Vanilla AEM 6.4 with OAK 1.8.2
4GB JVM Heap (JDK 1.8)
MacOS High Sierra 10.13.6
2,8 GHz Intel Core i7
16 GB 1600 MHz DDR3
Chromium 70.0.3508.0 in headless mode for tests

To conduct this test, we wrote our next Breaklet. All steps below were performed iteratively:

Create 1000 OSGi configs for an active runmode
Save them
Wait until they are processed by OSGi Installer
Open Configuration Manager page
Open last created configuration

As different browsers have different predefined values for page load timeout, we configured Breaklet to fail on any DOM load time bigger than 120 seconds.

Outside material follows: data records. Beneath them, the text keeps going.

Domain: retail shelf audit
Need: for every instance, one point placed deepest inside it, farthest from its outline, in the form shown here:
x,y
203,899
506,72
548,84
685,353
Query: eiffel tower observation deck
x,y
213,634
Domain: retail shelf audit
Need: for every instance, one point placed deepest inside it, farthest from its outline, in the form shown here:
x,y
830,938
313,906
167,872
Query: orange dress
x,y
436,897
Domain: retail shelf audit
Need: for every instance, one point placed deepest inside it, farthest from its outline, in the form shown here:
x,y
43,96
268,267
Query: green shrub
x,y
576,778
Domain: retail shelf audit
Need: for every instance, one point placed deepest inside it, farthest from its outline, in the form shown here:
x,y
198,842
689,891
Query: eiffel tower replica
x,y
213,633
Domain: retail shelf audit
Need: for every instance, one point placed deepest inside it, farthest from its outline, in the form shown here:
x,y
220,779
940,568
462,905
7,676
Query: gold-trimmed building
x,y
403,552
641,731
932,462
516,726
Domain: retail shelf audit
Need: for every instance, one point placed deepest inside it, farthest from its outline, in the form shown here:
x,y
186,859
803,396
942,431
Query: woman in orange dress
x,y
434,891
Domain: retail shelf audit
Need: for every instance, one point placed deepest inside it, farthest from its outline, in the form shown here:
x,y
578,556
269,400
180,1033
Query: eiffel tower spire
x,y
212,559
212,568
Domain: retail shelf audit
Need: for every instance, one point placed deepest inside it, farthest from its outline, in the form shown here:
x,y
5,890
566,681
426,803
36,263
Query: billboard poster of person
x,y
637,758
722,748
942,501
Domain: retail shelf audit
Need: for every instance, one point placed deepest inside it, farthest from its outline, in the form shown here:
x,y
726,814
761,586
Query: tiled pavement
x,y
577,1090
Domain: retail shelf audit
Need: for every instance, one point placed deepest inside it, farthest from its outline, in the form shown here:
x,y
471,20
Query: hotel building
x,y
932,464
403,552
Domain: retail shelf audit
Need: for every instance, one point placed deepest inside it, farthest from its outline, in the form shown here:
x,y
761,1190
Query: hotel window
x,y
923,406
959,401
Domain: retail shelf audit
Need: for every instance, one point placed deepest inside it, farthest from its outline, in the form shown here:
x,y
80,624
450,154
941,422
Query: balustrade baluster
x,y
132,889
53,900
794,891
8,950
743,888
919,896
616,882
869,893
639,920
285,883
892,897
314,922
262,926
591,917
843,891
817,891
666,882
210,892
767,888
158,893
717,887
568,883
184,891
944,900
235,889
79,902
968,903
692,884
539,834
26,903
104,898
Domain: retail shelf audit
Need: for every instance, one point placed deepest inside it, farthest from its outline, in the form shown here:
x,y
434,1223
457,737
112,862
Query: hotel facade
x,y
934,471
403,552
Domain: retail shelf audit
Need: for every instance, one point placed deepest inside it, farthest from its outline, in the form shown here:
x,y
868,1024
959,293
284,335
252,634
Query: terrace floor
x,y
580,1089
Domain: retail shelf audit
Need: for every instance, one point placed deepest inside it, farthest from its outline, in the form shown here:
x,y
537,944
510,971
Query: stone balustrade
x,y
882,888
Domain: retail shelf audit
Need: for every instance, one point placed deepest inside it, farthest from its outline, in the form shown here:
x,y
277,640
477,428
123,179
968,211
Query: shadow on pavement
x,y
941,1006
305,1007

Below you can see what we received:

As you can see, the DOM content load time increases linearly and Breaklet failed at around 19.000 OSGi config. This number is “a bit too much” for the regular project, so we can be sure that our Configuration Manager console will load fast enough with any reasonable amount of configurations.

Homework (number of workflows to break AEM)

One of the tasks from “homework” that Georg gave to the audience was “maximum number of workflows”. Back in AEM 5.6.1 days, I ran into the issue that deployment to the QA instance was taking one hour instead of regular 5-10 minutes. A lot of time was spent on the investigation but no cause was found. So we’ve decided to do a general system cleanup, and the first step was to clean up active and completed workflow instances. As soon as it was done, we decided to re-run deployment one more time and, to our surprise, it passed really fast. Since then, I always keep in mind how important workflow cleanup is.

Workflows can impact systems in different ways - from indexing issues to general system slowdown. But let’s keep it simple and just check how long it takes to create a new workflow and how the Inbox page handles a large amount of messages (produced by workflows).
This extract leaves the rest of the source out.